Google: The (Filter) Bubble Rises

In the interests of being helpful, search engines operate on the model of giving you more of what you want and less of what you don’t. They do this by building a profile of your online activity – your preferences, your beliefs and your values – and use this to deliver more relevant search results. The result has come to be known as a filter bubble.

The model makes a lot of sense in the context of online shopping. (Let’s not forget that most search engines are funded by advertisers, so it’s in their best interests to be great at finding products to buy.) The problem is, search engines apply this model to everything we search for on the web. If you are searching for a subject rather than a product, say, gun control or climate change as opposed to Manolo Blahniks, the search engine treats this just as if you were shopping. It refers to your profile and aims to please you only with things you agree with – things that fit into your worldview. Hence, the “bubble.”

It’s harder to pop than you think

At first glance, many people’s response is, “Then I’ll sign out of Google.” Nice try. Since 2009, Google, for one, has provided “Personalised Search for Everyone,” which means that even if you aren’t a Google account user, Google is building a profile on you in order to deliver biased results intended to be more relevant and helpful.

What you can do

Clear your cookies

Cookies are actually one of the main ways that search engines and other sites profile you. While most cookies are used to make your browsing experience more convenient, they also cross over into filtering –  and localizing – search results. Mozilla, the non-profit makers of Firefox, are building a cookie-blocking plug-in. Apple’s Safari browser already blocks third-party cookies.

Empty your history

A lot of Google’s search personalization is based on your browsing history. If you delete this, you can get fewer biased results.

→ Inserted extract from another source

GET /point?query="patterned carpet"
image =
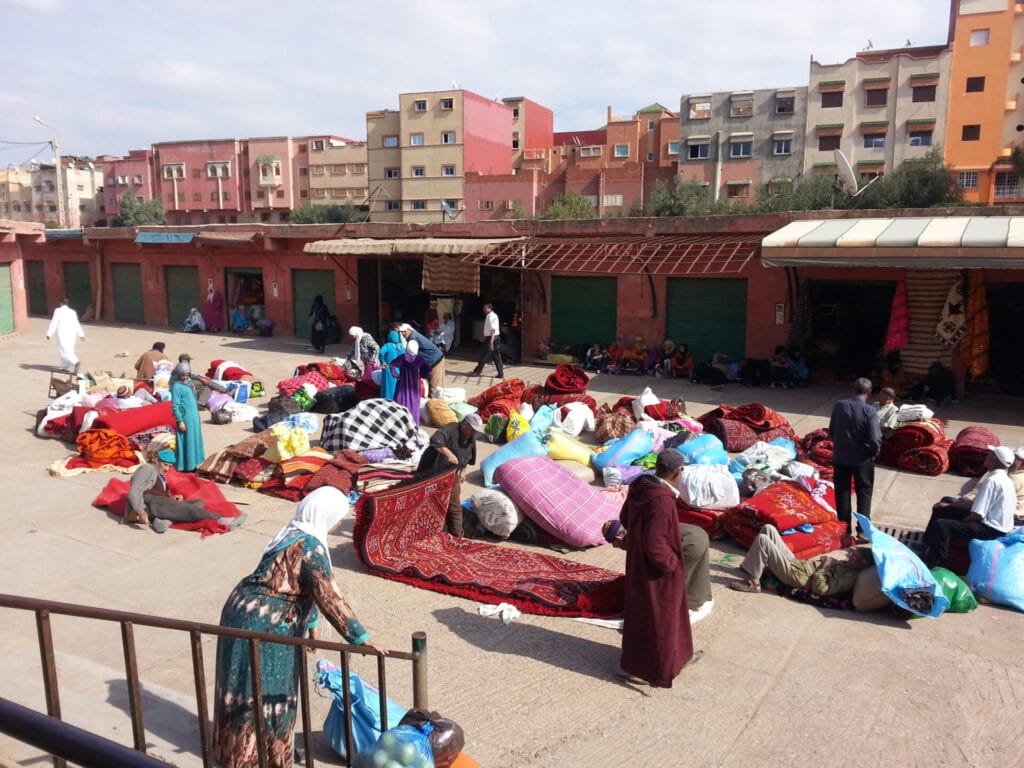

Turn off those “helpful” browser features

Many browsers have things like URL spelling error correction or “prefetch” services that help make your browsing experience faster. Guess how they do that!

Try a different search engine

Probably the most effective option is to use a different search engine if you are searching for truly unbiased information. DuckDuckGo is a great option, they collect zero information about you so that all results are truly objective.